Lefty Grove- 300 Game Winner

In July of 1941, forty one year old Robert Moses “Lefty” Grove won for the three hundredth and final time of his career. The left-handed pitcher would start six more games after that victory, but would win no more; at the time of his retirement Lefty Grove ranked twelfth on the all-time wins list for pitchers. Time has seen that number drop to twenty first, but make no mistake. Nobody above or below Lefty Grove on that list was superior to the man with the blazing fastball and hot temper, a pitcher whose lifetime record was an amazing 300-141, and could have included possibly 100 more wins had he begun his career when he could have.

Although he mellowed as he grew older, the tales of Lefty Grove’s temper are many.
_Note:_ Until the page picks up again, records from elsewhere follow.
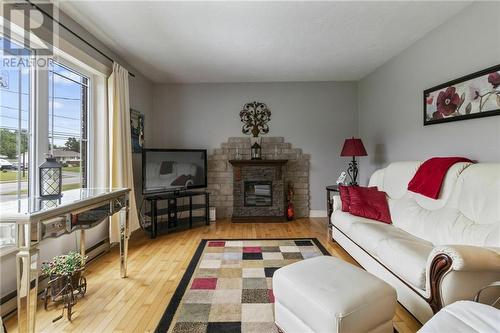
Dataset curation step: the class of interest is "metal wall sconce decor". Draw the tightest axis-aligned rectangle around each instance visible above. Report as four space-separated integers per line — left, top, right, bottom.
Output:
240 102 271 138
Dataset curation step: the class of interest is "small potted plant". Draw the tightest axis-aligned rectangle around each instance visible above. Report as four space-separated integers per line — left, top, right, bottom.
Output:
41 251 87 308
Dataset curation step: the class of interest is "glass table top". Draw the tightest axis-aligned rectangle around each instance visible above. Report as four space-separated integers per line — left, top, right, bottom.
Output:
0 188 129 222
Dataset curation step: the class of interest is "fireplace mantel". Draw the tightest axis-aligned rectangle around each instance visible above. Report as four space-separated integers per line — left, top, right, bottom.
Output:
229 160 288 167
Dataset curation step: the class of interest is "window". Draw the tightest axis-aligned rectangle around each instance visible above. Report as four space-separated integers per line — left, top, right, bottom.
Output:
0 38 32 201
0 34 92 249
48 61 89 191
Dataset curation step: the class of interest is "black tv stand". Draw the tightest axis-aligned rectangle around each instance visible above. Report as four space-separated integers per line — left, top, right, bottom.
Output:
144 190 210 238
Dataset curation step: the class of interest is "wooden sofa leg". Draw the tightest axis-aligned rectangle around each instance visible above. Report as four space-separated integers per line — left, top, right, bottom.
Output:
427 253 453 314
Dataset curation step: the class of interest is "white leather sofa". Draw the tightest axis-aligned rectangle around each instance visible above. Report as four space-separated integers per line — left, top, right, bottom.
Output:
418 301 500 333
331 162 500 323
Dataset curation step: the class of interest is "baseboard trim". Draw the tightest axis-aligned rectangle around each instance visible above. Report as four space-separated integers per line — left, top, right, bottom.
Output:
309 209 327 217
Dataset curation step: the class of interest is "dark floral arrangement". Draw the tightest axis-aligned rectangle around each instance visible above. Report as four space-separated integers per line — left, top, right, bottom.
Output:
41 251 87 276
426 72 500 119
240 102 271 138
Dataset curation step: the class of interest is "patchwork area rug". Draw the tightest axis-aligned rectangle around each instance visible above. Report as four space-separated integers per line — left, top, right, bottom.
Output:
156 238 330 333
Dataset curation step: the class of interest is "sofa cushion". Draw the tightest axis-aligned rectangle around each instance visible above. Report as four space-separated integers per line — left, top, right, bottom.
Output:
349 187 391 224
331 210 380 235
348 221 432 256
418 301 500 333
379 162 422 199
376 238 434 290
391 195 500 246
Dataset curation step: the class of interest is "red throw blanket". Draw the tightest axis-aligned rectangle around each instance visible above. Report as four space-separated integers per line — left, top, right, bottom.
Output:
408 157 472 199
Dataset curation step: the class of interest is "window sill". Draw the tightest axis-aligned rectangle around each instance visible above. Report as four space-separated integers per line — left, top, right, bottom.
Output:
0 245 17 258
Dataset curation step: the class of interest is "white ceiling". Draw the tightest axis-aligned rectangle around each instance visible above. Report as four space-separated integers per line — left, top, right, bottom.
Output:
61 1 470 83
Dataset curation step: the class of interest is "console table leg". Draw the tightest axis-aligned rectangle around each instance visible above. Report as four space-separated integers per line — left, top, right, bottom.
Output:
120 204 129 278
151 200 158 238
205 193 210 225
16 247 39 333
80 229 85 257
Suffice to say that Lefty Grove hated to lose, illustrated by the fact that he never forgave outfielder Al Simmons for missing the game in which Lefty Grove could have tied the American League record for consecutives win at seventeen. Simmons took the day off to go see a doctor, and when his replacement misjudged a fly ball into a game winning hit, Lefty Grove never cut Simmons any slack for as long as he lived. When Lefty Grove did finally get his temper in check and his wicked fastball under control, he was virtually unbeatable.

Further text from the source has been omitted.